Bidens’ attempt to appease the Saudis in hopes of lowering oil prices before the US midterm elections failed miserably, as the de facto Saudi-led OPEC refused to raise oil. oil production.
Other Western leaders have also tried their hand, with German Chancellor Olaf Scholz landing in the Gulf region in hopes of finding a substitute for Russian oil and gas. But China was ahead of them, signing tens of billions of dollars in bidding contracts, although Europe is also signing energy deals with the region’s monarchies.
Yet while energy has been at the heart of the new Gulf rush, US frustration is not just about oil and gas contracts. Unlike fun and friendly golf scrambling, Gulf scrambling can be fierce and furious.
Biden’s frantic if not desperate attempt to shore up America’s waning authority in one of his most important spheres of influence is driven by fears that China is willing and able to fill the void that America could leave in the region and beyond.
After all, the US pivot to Asia to contain the rise of China came at a time when Beijing is increasingly focusing its attention on the Gulf and the Middle East, to secure more trade and investment than never before.
Beijing has established a naval base in Djibouti, deployed a flotilla to the Persian Gulf and entered into strategic partnerships with Algeria, Egypt, the United Arab Emirates and Iran. He also organized massive naval exercises with Russia and Iran.
Unlike the energy-guzzling United States, China needs the Gulf region to provide it with the oil and gas resources it needs to sustain and strengthen its economic growth and military machine and become a global power.
And that is precisely what irritates Washington. As a status quo superpower, America has dominated the region for decades, whether through soft or hard power, including costly military interventions since the 1980 Carter Doctrine stipulated that the United States would use military force, if necessary, to defend their national interests in Persia.
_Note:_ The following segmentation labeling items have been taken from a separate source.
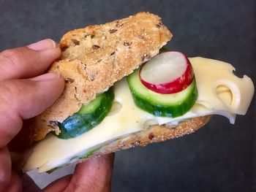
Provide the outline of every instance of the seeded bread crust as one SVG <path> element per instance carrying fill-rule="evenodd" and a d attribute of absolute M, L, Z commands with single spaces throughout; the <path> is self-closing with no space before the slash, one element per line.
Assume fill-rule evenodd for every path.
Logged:
<path fill-rule="evenodd" d="M 155 15 L 139 12 L 64 34 L 59 44 L 61 57 L 49 70 L 65 78 L 64 91 L 45 112 L 33 119 L 23 134 L 26 139 L 32 142 L 42 139 L 50 131 L 58 134 L 58 122 L 63 122 L 82 104 L 156 55 L 172 37 L 161 22 Z"/>
<path fill-rule="evenodd" d="M 192 118 L 181 121 L 177 126 L 151 126 L 149 128 L 113 141 L 94 152 L 88 158 L 78 161 L 75 164 L 118 150 L 127 150 L 136 146 L 146 146 L 151 143 L 164 142 L 191 134 L 206 125 L 211 117 L 211 115 L 208 115 Z"/>

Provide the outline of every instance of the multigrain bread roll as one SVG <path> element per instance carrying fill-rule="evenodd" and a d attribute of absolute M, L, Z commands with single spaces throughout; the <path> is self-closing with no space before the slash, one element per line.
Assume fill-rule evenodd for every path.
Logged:
<path fill-rule="evenodd" d="M 24 134 L 26 139 L 39 141 L 53 131 L 58 134 L 56 122 L 62 122 L 83 104 L 157 55 L 172 36 L 161 18 L 148 12 L 64 34 L 59 43 L 61 56 L 50 72 L 66 79 L 65 90 L 56 102 L 33 120 Z"/>
<path fill-rule="evenodd" d="M 61 56 L 49 69 L 65 78 L 64 91 L 50 107 L 30 120 L 28 128 L 23 128 L 12 142 L 11 148 L 27 147 L 51 131 L 58 134 L 59 123 L 157 55 L 171 38 L 161 18 L 148 12 L 64 34 L 59 43 Z M 151 126 L 110 142 L 91 153 L 90 158 L 190 134 L 209 119 L 210 116 L 199 117 L 176 126 Z M 81 161 L 84 160 L 76 162 Z"/>
<path fill-rule="evenodd" d="M 121 150 L 136 146 L 146 146 L 154 142 L 164 142 L 195 132 L 206 125 L 211 119 L 210 115 L 195 118 L 180 122 L 177 126 L 152 126 L 142 131 L 120 138 L 110 142 L 94 151 L 86 159 L 76 163 L 83 162 L 91 158 L 95 158 Z"/>

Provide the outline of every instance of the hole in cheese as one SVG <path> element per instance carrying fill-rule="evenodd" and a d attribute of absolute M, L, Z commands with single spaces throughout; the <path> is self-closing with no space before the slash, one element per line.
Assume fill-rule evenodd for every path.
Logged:
<path fill-rule="evenodd" d="M 216 93 L 225 105 L 231 107 L 233 96 L 230 88 L 225 85 L 219 85 L 216 88 Z"/>

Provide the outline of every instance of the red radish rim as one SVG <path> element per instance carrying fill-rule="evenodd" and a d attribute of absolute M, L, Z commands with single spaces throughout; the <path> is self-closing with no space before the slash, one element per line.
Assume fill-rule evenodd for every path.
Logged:
<path fill-rule="evenodd" d="M 140 82 L 146 88 L 148 88 L 148 89 L 156 93 L 162 93 L 162 94 L 176 93 L 183 91 L 191 84 L 194 77 L 193 69 L 192 67 L 192 65 L 189 58 L 185 54 L 179 51 L 171 50 L 171 51 L 166 51 L 166 52 L 161 53 L 157 55 L 160 54 L 165 54 L 167 52 L 177 52 L 181 54 L 186 59 L 186 61 L 187 63 L 187 68 L 185 69 L 185 72 L 181 77 L 178 77 L 178 78 L 172 80 L 172 82 L 159 83 L 159 84 L 151 84 L 150 82 L 148 82 L 143 80 L 140 76 L 140 72 L 141 72 L 141 69 L 143 68 L 144 65 L 140 69 L 140 72 L 139 72 L 139 77 L 140 77 Z"/>

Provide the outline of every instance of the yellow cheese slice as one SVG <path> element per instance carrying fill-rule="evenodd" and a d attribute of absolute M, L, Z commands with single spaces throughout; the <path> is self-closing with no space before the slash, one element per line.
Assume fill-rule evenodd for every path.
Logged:
<path fill-rule="evenodd" d="M 69 163 L 75 157 L 108 145 L 113 140 L 142 131 L 154 124 L 176 124 L 180 120 L 211 114 L 222 115 L 234 123 L 236 114 L 245 114 L 254 86 L 247 77 L 238 78 L 229 64 L 203 58 L 189 58 L 198 89 L 198 99 L 185 115 L 175 118 L 154 117 L 138 108 L 125 78 L 114 85 L 115 112 L 87 133 L 69 139 L 49 134 L 33 149 L 24 172 L 39 172 Z"/>

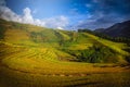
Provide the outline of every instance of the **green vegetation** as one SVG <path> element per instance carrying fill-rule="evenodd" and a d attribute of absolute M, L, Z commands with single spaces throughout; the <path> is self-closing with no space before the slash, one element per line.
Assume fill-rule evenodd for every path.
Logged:
<path fill-rule="evenodd" d="M 0 87 L 129 87 L 129 49 L 88 32 L 0 20 Z"/>

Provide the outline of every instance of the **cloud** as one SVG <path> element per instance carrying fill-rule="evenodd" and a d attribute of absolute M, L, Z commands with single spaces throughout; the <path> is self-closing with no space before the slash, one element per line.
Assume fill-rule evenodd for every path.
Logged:
<path fill-rule="evenodd" d="M 50 28 L 58 27 L 60 29 L 65 28 L 65 26 L 68 24 L 68 18 L 63 15 L 44 20 L 34 18 L 34 16 L 31 15 L 31 10 L 29 8 L 25 8 L 23 10 L 23 15 L 14 13 L 11 9 L 5 7 L 4 0 L 0 1 L 0 18 Z"/>
<path fill-rule="evenodd" d="M 130 20 L 130 0 L 92 0 L 86 7 L 91 16 L 80 21 L 76 28 L 106 28 Z"/>

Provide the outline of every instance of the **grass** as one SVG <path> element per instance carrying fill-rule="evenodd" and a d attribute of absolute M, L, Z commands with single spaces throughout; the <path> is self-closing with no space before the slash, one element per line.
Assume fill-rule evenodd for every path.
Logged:
<path fill-rule="evenodd" d="M 129 87 L 129 55 L 125 44 L 67 30 L 5 22 L 0 39 L 0 87 Z M 20 37 L 21 36 L 21 37 Z M 61 45 L 62 42 L 62 45 Z M 117 63 L 76 62 L 64 51 L 101 45 L 116 52 Z M 120 59 L 119 59 L 120 58 Z M 123 63 L 122 63 L 123 61 Z"/>

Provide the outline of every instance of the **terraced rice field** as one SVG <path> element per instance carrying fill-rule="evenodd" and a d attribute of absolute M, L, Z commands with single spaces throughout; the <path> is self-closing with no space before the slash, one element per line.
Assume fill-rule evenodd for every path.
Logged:
<path fill-rule="evenodd" d="M 0 87 L 129 87 L 129 66 L 60 61 L 49 48 L 1 45 Z"/>

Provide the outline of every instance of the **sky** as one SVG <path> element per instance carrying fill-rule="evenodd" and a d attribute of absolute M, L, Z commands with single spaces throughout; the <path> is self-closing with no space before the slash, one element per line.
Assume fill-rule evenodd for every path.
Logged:
<path fill-rule="evenodd" d="M 106 28 L 130 20 L 130 0 L 0 0 L 0 18 L 49 28 Z"/>

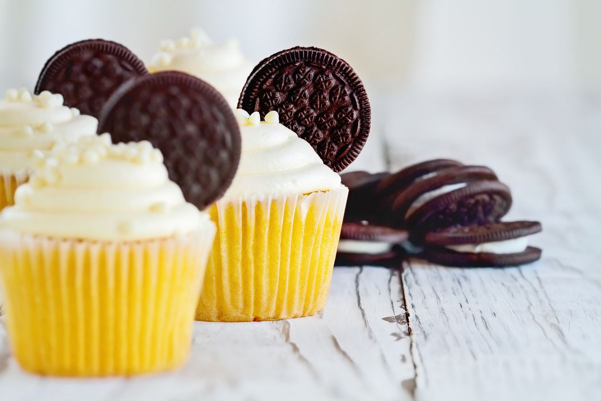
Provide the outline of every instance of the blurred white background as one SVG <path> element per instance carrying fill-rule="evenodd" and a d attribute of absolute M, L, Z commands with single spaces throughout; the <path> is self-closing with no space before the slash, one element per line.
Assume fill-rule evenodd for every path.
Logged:
<path fill-rule="evenodd" d="M 601 88 L 599 0 L 0 0 L 0 87 L 32 87 L 45 60 L 102 37 L 145 61 L 199 26 L 252 61 L 328 49 L 374 87 L 427 91 Z"/>

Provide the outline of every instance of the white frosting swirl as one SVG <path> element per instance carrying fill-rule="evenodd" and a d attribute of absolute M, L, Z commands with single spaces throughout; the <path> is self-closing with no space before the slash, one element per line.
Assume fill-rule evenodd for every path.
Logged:
<path fill-rule="evenodd" d="M 279 124 L 271 111 L 260 121 L 258 112 L 236 111 L 242 153 L 224 198 L 254 194 L 308 194 L 343 186 L 340 176 L 323 164 L 308 142 Z"/>
<path fill-rule="evenodd" d="M 96 135 L 98 121 L 63 104 L 63 96 L 26 89 L 7 91 L 0 100 L 0 169 L 31 168 L 32 150 L 49 150 L 58 142 L 71 142 Z"/>
<path fill-rule="evenodd" d="M 134 240 L 193 231 L 209 215 L 186 203 L 163 156 L 147 141 L 81 138 L 36 152 L 35 173 L 19 187 L 0 227 L 53 237 Z"/>
<path fill-rule="evenodd" d="M 163 41 L 147 67 L 150 72 L 175 70 L 197 76 L 215 87 L 234 108 L 253 66 L 237 41 L 216 44 L 202 31 L 193 29 L 190 37 Z"/>

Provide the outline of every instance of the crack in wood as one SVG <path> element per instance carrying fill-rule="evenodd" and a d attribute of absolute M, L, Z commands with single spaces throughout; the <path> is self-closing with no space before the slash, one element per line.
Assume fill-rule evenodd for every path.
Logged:
<path fill-rule="evenodd" d="M 353 368 L 353 370 L 355 373 L 356 373 L 359 379 L 364 382 L 363 376 L 361 375 L 361 372 L 359 370 L 359 367 L 357 366 L 356 363 L 353 360 L 352 358 L 351 358 L 350 355 L 349 355 L 346 351 L 342 349 L 342 347 L 340 346 L 340 343 L 338 343 L 338 338 L 336 338 L 335 335 L 332 334 L 331 336 L 331 338 L 332 338 L 332 342 L 334 343 L 334 348 L 336 350 L 342 355 L 342 357 L 344 360 L 350 364 L 350 366 Z"/>
<path fill-rule="evenodd" d="M 401 264 L 401 268 L 402 272 L 404 273 L 405 271 L 405 263 L 407 265 L 407 268 L 409 269 L 411 269 L 411 264 L 408 260 L 406 260 L 403 264 Z M 399 275 L 398 280 L 401 284 L 401 291 L 403 293 L 403 305 L 402 307 L 405 311 L 405 322 L 407 324 L 407 334 L 409 337 L 409 357 L 411 358 L 411 362 L 413 364 L 413 377 L 411 379 L 407 379 L 404 380 L 401 382 L 401 385 L 403 388 L 407 390 L 407 392 L 409 393 L 412 398 L 415 398 L 415 393 L 417 390 L 417 363 L 415 360 L 416 354 L 419 354 L 419 349 L 418 349 L 417 343 L 415 341 L 415 339 L 413 338 L 412 332 L 413 329 L 411 328 L 411 316 L 409 314 L 409 308 L 407 304 L 407 296 L 410 296 L 410 290 L 407 288 L 405 286 L 405 280 L 403 278 L 403 274 L 401 274 Z M 417 316 L 416 316 L 417 317 Z M 418 318 L 418 322 L 419 322 L 419 319 Z M 422 331 L 424 332 L 423 330 Z M 413 349 L 415 347 L 415 352 L 414 352 Z M 426 382 L 427 382 L 427 377 L 426 378 Z"/>
<path fill-rule="evenodd" d="M 365 313 L 365 310 L 363 308 L 363 305 L 361 305 L 361 295 L 359 292 L 359 277 L 361 273 L 363 272 L 363 266 L 359 266 L 359 271 L 357 272 L 357 275 L 355 277 L 355 292 L 357 296 L 357 307 L 359 308 L 359 310 L 361 313 L 361 317 L 363 319 L 363 323 L 365 325 L 365 328 L 367 329 L 367 335 L 370 337 L 370 340 L 374 340 L 374 334 L 373 330 L 371 329 L 371 326 L 370 326 L 370 322 L 367 320 L 367 314 Z"/>
<path fill-rule="evenodd" d="M 284 340 L 287 344 L 290 346 L 292 353 L 307 367 L 314 378 L 321 383 L 321 378 L 317 373 L 317 369 L 315 369 L 315 367 L 300 352 L 300 350 L 296 343 L 290 340 L 290 322 L 288 320 L 282 320 L 281 333 L 284 336 Z"/>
Gulf.
There is no question of sharing all this with what he considers to be a revisionist Asian power that seeks to reshape the international order. After Team USA pulled out of the World Cup in Qatar, a popular joke on social media sardonically observed that it was the fastest the United States had ever left the Middle East.
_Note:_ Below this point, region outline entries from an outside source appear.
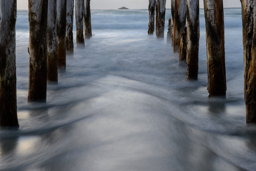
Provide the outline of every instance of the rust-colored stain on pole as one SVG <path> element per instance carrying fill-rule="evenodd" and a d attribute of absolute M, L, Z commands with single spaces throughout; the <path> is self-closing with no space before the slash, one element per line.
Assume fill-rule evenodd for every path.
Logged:
<path fill-rule="evenodd" d="M 209 97 L 226 96 L 222 0 L 204 0 Z"/>
<path fill-rule="evenodd" d="M 67 0 L 57 0 L 58 67 L 66 70 Z"/>
<path fill-rule="evenodd" d="M 155 0 L 149 0 L 148 4 L 148 13 L 149 21 L 148 22 L 148 34 L 152 34 L 154 31 L 154 12 Z"/>
<path fill-rule="evenodd" d="M 180 33 L 180 59 L 179 66 L 182 62 L 186 62 L 187 51 L 187 29 L 185 27 Z"/>
<path fill-rule="evenodd" d="M 74 0 L 67 0 L 66 50 L 67 55 L 74 54 L 73 42 L 73 18 L 74 17 Z"/>
<path fill-rule="evenodd" d="M 84 38 L 90 39 L 92 37 L 90 0 L 84 0 Z"/>
<path fill-rule="evenodd" d="M 19 127 L 17 117 L 16 0 L 0 0 L 0 126 Z"/>
<path fill-rule="evenodd" d="M 75 0 L 76 44 L 78 46 L 84 46 L 84 0 Z"/>
<path fill-rule="evenodd" d="M 256 1 L 241 0 L 246 123 L 256 122 Z"/>
<path fill-rule="evenodd" d="M 187 80 L 198 79 L 199 47 L 199 1 L 186 0 Z"/>
<path fill-rule="evenodd" d="M 29 0 L 28 101 L 46 101 L 48 0 Z"/>
<path fill-rule="evenodd" d="M 57 46 L 57 0 L 48 0 L 48 83 L 58 83 L 58 51 Z"/>
<path fill-rule="evenodd" d="M 186 0 L 175 0 L 173 22 L 173 50 L 178 53 L 180 32 L 186 26 Z"/>
<path fill-rule="evenodd" d="M 156 35 L 157 38 L 163 38 L 165 20 L 166 0 L 156 0 Z"/>

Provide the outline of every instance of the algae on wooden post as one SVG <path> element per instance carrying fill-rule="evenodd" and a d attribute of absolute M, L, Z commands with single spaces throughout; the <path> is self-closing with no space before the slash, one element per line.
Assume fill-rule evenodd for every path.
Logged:
<path fill-rule="evenodd" d="M 199 1 L 186 0 L 186 79 L 198 79 L 199 47 Z"/>
<path fill-rule="evenodd" d="M 58 67 L 66 70 L 67 0 L 57 0 Z"/>
<path fill-rule="evenodd" d="M 171 38 L 172 40 L 172 45 L 173 46 L 174 12 L 175 10 L 175 0 L 171 0 Z"/>
<path fill-rule="evenodd" d="M 256 0 L 241 0 L 243 22 L 244 100 L 246 123 L 256 122 Z"/>
<path fill-rule="evenodd" d="M 204 0 L 209 97 L 226 96 L 224 16 L 222 0 Z"/>
<path fill-rule="evenodd" d="M 78 46 L 84 46 L 84 0 L 75 0 L 76 44 Z"/>
<path fill-rule="evenodd" d="M 180 32 L 186 26 L 186 0 L 175 0 L 173 21 L 173 50 L 179 52 Z"/>
<path fill-rule="evenodd" d="M 48 48 L 48 81 L 58 83 L 58 51 L 57 46 L 57 0 L 48 0 L 48 28 L 47 43 Z"/>
<path fill-rule="evenodd" d="M 156 20 L 156 35 L 157 38 L 163 38 L 165 20 L 166 0 L 156 0 L 157 10 L 157 20 Z M 157 9 L 157 8 L 156 8 Z"/>
<path fill-rule="evenodd" d="M 148 22 L 148 34 L 152 34 L 154 31 L 154 11 L 155 0 L 149 0 L 148 5 L 148 13 L 149 22 Z"/>
<path fill-rule="evenodd" d="M 179 66 L 181 66 L 182 62 L 186 62 L 187 51 L 187 29 L 185 27 L 180 33 L 180 60 Z"/>
<path fill-rule="evenodd" d="M 74 54 L 73 42 L 73 18 L 74 17 L 74 0 L 67 0 L 67 41 L 66 50 L 67 55 Z"/>
<path fill-rule="evenodd" d="M 48 0 L 29 0 L 28 101 L 46 101 Z"/>
<path fill-rule="evenodd" d="M 19 127 L 17 117 L 16 0 L 0 0 L 0 126 Z"/>
<path fill-rule="evenodd" d="M 90 0 L 84 0 L 84 38 L 89 39 L 92 37 L 92 25 L 90 17 Z"/>

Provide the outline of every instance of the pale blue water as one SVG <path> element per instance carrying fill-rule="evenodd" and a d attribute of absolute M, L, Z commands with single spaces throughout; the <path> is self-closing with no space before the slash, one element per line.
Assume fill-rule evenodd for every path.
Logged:
<path fill-rule="evenodd" d="M 227 99 L 208 98 L 200 10 L 198 81 L 185 79 L 166 38 L 147 35 L 147 10 L 93 10 L 47 104 L 27 104 L 29 24 L 18 11 L 17 131 L 0 132 L 1 171 L 254 171 L 247 125 L 241 9 L 224 9 Z M 165 35 L 171 12 L 166 13 Z M 74 26 L 74 42 L 75 27 Z"/>

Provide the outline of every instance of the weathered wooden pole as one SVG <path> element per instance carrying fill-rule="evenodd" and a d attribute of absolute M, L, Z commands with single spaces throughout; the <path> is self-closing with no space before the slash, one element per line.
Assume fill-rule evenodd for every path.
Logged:
<path fill-rule="evenodd" d="M 167 41 L 172 41 L 172 19 L 168 20 L 168 31 L 167 32 Z"/>
<path fill-rule="evenodd" d="M 173 46 L 173 37 L 174 33 L 174 12 L 175 11 L 175 0 L 171 0 L 171 38 L 172 45 Z"/>
<path fill-rule="evenodd" d="M 76 44 L 78 46 L 84 46 L 84 0 L 75 0 Z"/>
<path fill-rule="evenodd" d="M 0 126 L 19 127 L 16 95 L 16 0 L 0 0 Z"/>
<path fill-rule="evenodd" d="M 92 37 L 92 25 L 90 17 L 90 1 L 84 0 L 84 38 L 89 39 Z"/>
<path fill-rule="evenodd" d="M 166 0 L 156 0 L 157 11 L 156 10 L 156 35 L 157 38 L 163 38 L 165 20 Z"/>
<path fill-rule="evenodd" d="M 58 67 L 66 70 L 67 0 L 57 0 Z"/>
<path fill-rule="evenodd" d="M 49 82 L 58 83 L 58 50 L 57 46 L 57 0 L 48 0 L 48 72 L 47 79 Z"/>
<path fill-rule="evenodd" d="M 185 27 L 180 33 L 180 58 L 179 66 L 181 66 L 182 62 L 186 62 L 187 52 L 187 29 Z"/>
<path fill-rule="evenodd" d="M 204 0 L 209 97 L 226 96 L 224 16 L 222 0 Z"/>
<path fill-rule="evenodd" d="M 179 52 L 180 32 L 186 26 L 186 0 L 175 0 L 173 21 L 173 50 Z"/>
<path fill-rule="evenodd" d="M 255 0 L 241 0 L 243 22 L 244 100 L 246 123 L 256 122 L 256 12 Z"/>
<path fill-rule="evenodd" d="M 74 0 L 67 0 L 66 50 L 67 55 L 74 54 L 73 42 L 73 18 L 74 17 Z"/>
<path fill-rule="evenodd" d="M 154 12 L 155 0 L 149 0 L 148 4 L 148 13 L 149 22 L 148 22 L 148 34 L 152 34 L 154 31 Z"/>
<path fill-rule="evenodd" d="M 48 0 L 29 0 L 28 101 L 46 101 Z"/>
<path fill-rule="evenodd" d="M 199 1 L 186 0 L 186 79 L 198 79 L 199 47 Z"/>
Washington will insist on having a say in the shape and form of GCC-China relations, which is bound to create new diplomatic, even geopolitical tensions. But as I wrote last year, the jury is still out on Beijing revisionism.
Unlike the Soviet Union, China is deeply integrated into the Western-led international system and does not seek to dominate the world through an alternative global ideology, even though it insists on co-writing the principles of a new world order as an equal partner.
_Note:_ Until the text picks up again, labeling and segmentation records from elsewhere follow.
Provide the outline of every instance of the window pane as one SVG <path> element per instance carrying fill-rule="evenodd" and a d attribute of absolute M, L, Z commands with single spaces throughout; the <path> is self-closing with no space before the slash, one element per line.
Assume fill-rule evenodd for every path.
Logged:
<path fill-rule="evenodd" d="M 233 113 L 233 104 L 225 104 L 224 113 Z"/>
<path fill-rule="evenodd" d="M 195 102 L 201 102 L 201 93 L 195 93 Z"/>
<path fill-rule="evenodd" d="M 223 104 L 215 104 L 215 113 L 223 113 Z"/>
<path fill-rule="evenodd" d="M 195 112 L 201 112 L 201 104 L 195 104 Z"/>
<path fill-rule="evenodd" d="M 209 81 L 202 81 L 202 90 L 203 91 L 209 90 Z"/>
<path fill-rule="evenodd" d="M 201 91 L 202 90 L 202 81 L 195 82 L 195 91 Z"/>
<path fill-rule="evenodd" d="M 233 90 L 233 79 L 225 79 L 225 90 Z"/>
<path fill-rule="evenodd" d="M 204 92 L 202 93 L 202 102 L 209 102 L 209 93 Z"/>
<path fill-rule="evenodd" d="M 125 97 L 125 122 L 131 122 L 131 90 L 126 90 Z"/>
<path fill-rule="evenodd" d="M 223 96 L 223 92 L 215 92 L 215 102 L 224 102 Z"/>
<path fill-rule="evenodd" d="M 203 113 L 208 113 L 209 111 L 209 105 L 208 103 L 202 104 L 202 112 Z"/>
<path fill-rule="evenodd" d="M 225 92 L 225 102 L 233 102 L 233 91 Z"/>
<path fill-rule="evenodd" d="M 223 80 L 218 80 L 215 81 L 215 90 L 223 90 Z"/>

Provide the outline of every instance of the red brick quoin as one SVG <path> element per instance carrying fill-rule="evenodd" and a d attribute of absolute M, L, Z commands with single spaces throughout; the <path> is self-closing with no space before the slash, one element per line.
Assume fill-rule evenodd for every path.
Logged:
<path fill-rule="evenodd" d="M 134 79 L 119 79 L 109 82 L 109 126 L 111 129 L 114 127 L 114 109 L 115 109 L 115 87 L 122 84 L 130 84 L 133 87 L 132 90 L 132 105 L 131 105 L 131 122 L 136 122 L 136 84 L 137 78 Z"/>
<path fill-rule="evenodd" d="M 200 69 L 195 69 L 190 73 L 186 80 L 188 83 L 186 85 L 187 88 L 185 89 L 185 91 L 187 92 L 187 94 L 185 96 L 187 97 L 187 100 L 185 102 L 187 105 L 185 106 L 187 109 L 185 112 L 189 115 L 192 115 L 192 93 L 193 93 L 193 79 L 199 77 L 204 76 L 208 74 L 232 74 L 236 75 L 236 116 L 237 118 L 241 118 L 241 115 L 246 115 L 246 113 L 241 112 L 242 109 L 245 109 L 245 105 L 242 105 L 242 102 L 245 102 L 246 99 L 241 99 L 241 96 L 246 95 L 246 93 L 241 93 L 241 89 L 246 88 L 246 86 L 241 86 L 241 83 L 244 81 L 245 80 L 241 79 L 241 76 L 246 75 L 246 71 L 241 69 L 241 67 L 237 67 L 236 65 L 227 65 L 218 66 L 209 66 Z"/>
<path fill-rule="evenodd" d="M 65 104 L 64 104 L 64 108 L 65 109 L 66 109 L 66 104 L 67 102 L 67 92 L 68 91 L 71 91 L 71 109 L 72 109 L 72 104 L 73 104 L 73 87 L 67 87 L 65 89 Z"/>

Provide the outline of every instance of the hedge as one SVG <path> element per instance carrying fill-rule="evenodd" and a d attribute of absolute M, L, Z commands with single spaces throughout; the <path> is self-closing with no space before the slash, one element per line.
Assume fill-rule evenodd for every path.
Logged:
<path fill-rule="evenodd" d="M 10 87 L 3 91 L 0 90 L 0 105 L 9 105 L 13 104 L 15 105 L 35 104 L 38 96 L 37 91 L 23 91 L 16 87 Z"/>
And as Scholz writes in the next issue of Foreign Affairs: China’s rise does not justify isolating Beijing or stifling cooperation. But China’s growing power also does not justify claims of hegemony in Asia and beyond. No country is another’s backyard and this applies as much to Europe as it does to Asia and all other regions.
Alas, history tells us that a rising power and a dominant power are doomed to a costly collision. But history also teaches us to learn from history; to see that accommodation and integration prevail over collusion and confrontation.
With more than its share of conflicts and wars, no region knows this better than the Middle East.